Mobile malware which locks Android users out of their device and demands a ransom payment has been detected.
According to research by Bitdefender , the Reveton or IcePol ransomware displays a bogus message claiming to be from the police and that you have been monitored accessing child abuse websites. The malware, identified as Android.Trojan.Koler.A is delivered automatically while the victim is browsing malicious pornographic sites.
“As the user browses, an application that claims to be a video player used for premium access to pornography downloads automatically,” it said. “Unlike the Windows-based Reveton that is delivered via zero-interaction exploits, Koler.A still requires the user to enable sideloading and manually install the application.”
As well as locking down the device, it also disables the back button and after returning to the home screen, the user has five seconds to uninstall the APK before a timer brings the malicious application back to the foreground. This goes on every five seconds until you pay the ransom.
Bitdefender said that even though the message claims the stored data is encrypted, the application does not have the permissions it needs to touch files.
Malwarebytes researcher Armando Orozco, said: “The good news is you don’t have to pay the ransom to remove. However, at times there are race conditions where Koler’s page is up and has control of the screen or you might not have a security tool installed. You can try the traditional method of going to the app tray and dragging the icon to the Uninstall/Remove area, but you have a limited amount of time before Koler resurfaces.”
Malwarebytes security researcher Christopher Boyd, said: “Ransomware is particularly effective at generating cash for criminals and scammers because it mixes social engineering with fear highly effectively. It has been seen on Android since at least 2013, however a new wave is always worth noting as it is particularly effective at generating cash for scammers because it mixes social engineering with fear highly effectively.
“Adding in geo-location only serves to reinforce this and therefore it could become a real money-spinner, which is why raising consumer awareness is important. As Android users are so abundant, it is always the most likely candidate for any scam looking to migrate to mobile.”
Bitdefender said that the malware controller will have your IMEI on file by the time you see the message, but that Koler.A can be easily removed by either pressing the home screen and navigating to the app, then dragging it on the top of the screen where the uninstall control is located, or by booting the device in safe mode and then uninstalling the app.
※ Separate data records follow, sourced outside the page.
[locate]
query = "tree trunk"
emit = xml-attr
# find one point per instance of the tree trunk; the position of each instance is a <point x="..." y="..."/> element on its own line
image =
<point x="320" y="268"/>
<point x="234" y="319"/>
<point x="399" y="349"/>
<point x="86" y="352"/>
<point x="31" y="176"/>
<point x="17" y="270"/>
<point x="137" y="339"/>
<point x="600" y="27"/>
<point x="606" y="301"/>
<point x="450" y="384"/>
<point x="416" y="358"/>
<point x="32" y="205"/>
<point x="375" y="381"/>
“Its functionality is very limited, but the APK code is highly obfuscated, either to deter analysis, or to prevent a wannabe cyber criminal from modifying the binary and using it for their own profit,” it said.
“The Android version of Icepol might be a test-run for cyber-criminals to see how well this type of scam can be monetised on mobile platform. If this is the case, we should expect much more sophisticated strains of ransomware, possibly capable of encrypting files, to emerge shortly.”
Michael Sutton, director of security research at Zscaler, told IT Security Guru that ransomware is growing in popularity, although Koler is really ‘fake ransomware’.
He said: “Unlike the more popular Crytolocker, whi
ch impacts PCs and does actually encrypt private files until a ransom is paid, Koler is simply purporting to have encrypted files, but would not have adequate permissions to do so. The victim can simply uninstall the program.
“Koler is also a pure social engineering attack, simply tricking the user into installing the application. In short, it’s not a particularly sophisticated piece of malware. It’s new and I do not expect it to become a major threat, given the lack of sophistication but it may also be a first step to experiment in the Android space, leveraging a technique that has been rather profitable in the PC world.”